CDCR Juvenile Justice LAPD Law Enforcement LWOP Kids

Trying Yet Another 14-year-old as an Adult, Dispute Over LAPD Discipline…and More


by Taylor Walker




ANOTHER TRAGIC MURDER, ANOTHER 14-YEAR-OLD KID TRIED AS AN ADULT?

Los Angeles prosecutors plan to request that the 14-year-old who allegedly shot and killed his ICE agent father be tried as an adult. What is called a “fitness” hearing to determine whether the boy should be appropriately held to answer in an adult criminal justice system, will be held May 21st.

Parricide expert, Prof. Kathleen Heide, from the Dept. of Criminology at University of South Florida and Laurie Levenson, from at Loyola Law School, both weighed in on the issue on Larry Mantle’s Air Talk on KPCC.


IS LAPD CHIEF CHARLIE BECK PULLING PUNCHES ON POLICE DISCIPLINE? THE POLICE COMMISSION SAYS YES

The Los Angeles Police Commission opposed LAPD Chief Beck’s determination that Det. Arthur Gamboa operated within department regulations when he fatally shot a man in the back during a ruined drug bust. The Commission deemed Gamboa’s testimony and the evidence incongruent and added to their concern that Beck is not taking officer discipline seriously.

LA Times’ Joel Rubin has the story. Here’s a clip:

When the members of the Los Angeles Police Commission met behind closed doors last month to decide if a cop had been right to kill Dale Garrett, the two bullets in Garrett’s back raised serious concerns.

Det. Arthur Gamboa had insisted that Garrett left him no choice but to shoot when he pulled a knife and threatened to kill the detective during a botched drug bust. LAPD Chief Charlie Beck and the commission’s own watchdog agreed, recommending the oversight board find that Gamboa’s decision to open fire was within department rules.

But for a majority of the five-person commission, errors and inconsistencies in Gamboa’s account, along with the fact that he shot Garrett in the back, could not be ignored. In a divided vote, the commission concluded the detective was not believable. The shooting, the panel ruled, violated the LAPD’s policy on when officers are justified in using lethal force.
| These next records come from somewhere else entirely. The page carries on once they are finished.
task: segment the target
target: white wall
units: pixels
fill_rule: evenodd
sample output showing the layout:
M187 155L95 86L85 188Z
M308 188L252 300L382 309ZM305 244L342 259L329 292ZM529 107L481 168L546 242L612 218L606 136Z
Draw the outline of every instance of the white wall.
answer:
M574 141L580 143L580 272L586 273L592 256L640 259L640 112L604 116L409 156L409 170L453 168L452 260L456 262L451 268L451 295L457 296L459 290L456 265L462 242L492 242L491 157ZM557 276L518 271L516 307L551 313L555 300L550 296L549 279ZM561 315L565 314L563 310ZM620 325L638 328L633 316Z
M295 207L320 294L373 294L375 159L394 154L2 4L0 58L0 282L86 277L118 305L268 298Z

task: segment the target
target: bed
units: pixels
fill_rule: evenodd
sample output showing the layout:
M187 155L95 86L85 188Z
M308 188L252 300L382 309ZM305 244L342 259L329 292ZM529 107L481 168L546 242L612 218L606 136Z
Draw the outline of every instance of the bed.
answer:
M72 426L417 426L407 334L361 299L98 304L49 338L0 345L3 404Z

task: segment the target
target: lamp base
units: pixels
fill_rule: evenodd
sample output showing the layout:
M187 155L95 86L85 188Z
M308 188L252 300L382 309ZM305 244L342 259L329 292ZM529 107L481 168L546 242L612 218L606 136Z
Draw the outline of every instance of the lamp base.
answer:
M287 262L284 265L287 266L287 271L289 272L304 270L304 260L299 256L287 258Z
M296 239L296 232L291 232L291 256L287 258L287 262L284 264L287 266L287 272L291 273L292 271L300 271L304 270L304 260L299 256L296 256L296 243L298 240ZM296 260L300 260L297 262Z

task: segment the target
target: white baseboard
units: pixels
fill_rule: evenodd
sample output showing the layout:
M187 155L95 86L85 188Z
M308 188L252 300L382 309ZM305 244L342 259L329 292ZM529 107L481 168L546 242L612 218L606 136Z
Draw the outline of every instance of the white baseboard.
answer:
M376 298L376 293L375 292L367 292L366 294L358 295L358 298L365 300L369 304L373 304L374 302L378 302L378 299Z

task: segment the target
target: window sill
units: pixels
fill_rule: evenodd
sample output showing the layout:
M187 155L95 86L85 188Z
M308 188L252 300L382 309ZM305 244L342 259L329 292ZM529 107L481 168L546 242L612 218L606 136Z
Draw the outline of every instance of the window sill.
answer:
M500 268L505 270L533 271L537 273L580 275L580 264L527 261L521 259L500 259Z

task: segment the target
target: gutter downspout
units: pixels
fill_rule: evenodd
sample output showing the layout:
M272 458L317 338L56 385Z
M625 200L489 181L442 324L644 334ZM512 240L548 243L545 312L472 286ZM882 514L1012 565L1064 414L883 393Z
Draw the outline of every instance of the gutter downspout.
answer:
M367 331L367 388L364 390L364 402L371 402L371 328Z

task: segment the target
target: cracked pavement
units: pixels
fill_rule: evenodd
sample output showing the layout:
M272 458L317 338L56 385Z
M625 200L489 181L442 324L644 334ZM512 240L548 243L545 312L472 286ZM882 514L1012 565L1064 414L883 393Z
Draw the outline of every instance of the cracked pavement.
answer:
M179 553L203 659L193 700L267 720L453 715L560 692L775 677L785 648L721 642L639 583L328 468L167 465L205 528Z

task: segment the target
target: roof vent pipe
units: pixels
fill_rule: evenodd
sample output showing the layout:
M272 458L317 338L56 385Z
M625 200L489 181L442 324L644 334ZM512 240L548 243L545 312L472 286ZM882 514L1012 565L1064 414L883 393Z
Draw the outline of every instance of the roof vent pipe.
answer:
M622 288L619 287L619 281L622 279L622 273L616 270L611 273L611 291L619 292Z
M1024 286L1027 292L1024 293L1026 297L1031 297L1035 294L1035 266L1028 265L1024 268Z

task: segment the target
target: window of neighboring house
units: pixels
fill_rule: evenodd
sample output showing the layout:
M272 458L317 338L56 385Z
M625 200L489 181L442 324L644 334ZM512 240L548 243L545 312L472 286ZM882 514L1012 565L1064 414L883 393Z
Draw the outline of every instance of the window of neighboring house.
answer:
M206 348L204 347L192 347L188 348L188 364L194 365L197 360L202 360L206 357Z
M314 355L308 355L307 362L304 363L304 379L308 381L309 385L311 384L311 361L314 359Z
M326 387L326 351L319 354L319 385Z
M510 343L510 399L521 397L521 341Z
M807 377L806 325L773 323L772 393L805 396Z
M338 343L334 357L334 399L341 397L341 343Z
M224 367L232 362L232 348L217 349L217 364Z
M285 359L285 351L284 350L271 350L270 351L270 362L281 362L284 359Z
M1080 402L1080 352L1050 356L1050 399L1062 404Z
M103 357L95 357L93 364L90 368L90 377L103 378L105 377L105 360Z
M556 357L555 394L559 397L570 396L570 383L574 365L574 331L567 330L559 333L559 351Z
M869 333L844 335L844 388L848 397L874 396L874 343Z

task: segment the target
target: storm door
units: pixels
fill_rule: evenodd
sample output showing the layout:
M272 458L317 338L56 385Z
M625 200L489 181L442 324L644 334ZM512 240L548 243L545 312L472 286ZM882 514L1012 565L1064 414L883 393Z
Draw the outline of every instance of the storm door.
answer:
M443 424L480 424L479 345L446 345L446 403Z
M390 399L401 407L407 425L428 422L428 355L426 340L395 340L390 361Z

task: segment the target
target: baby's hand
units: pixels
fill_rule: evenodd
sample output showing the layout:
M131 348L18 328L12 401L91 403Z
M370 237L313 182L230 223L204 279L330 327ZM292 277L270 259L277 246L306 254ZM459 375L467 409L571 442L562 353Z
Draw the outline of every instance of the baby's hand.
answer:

With that decision, the shooting became the latest in a series of incidents in which Beck and his civilian bosses disagree on whether an officer’s decision to use deadly force was appropriate. These cases have given rise to a rare vein of tension between the chief and commissioners, who otherwise have heaped praise on Beck since he took over the department 2 1/2 years ago.


TO CLOSE OR NOT TO CLOSE CALIFORNIA’S LAST PRISONS FOR KIDS.

Barry Krisberg, Director of Research and Policy at UC Berkeley’s Chief Justice Earl Warren Institute has changed his stance on the Department of Juvenile Justice in the face of realignment to the county level, which he said would be far less capable of taking care of the most serious juvenile offenders.

Moreover, while the “realignment” strategy has saved some money, asthe DJJ population has been significantly reduced, the spending per kid has remained relatively unaffected due to inflexible union contracts and other expenses that seeme immune to cost cutting, even as the inmate population fell to a tenth of it what it once was.

KALW’s Sayre Quevedo interviewed Krisberg. Here’s a clip from what Dr. Krisberg had to say:

…For the thirty years I’ve been a critic of the California Youth Authority and the conditions of confinement and the problems there. But two things have changed in this situation. One is that the population is now only 10 percent of what it used to be. Many of the youth that we were advocating to get out of DJJ, are now out and in county programs and that’s gone generally pretty well. Now we’re down to a very small core of very troubled young people and so I think that people need to pay attention to the fact that these are not the youth who have been in the system in the past.

The second issue is that in the last eight years there have been significant improvements made—not enough, not as much as I would like. But one of the problems is that at the county level they’re at ground zero. My concern is that we’ve worked hard, we’ve developed policy and procedure, we’ve improved education and medical care, we’ve cut down on the use of force and isolation but at the county level they’ve done nothing. So it’d be going back to where we were eight years ago, very harsh conditions, very harsh practices, and having to start all over again.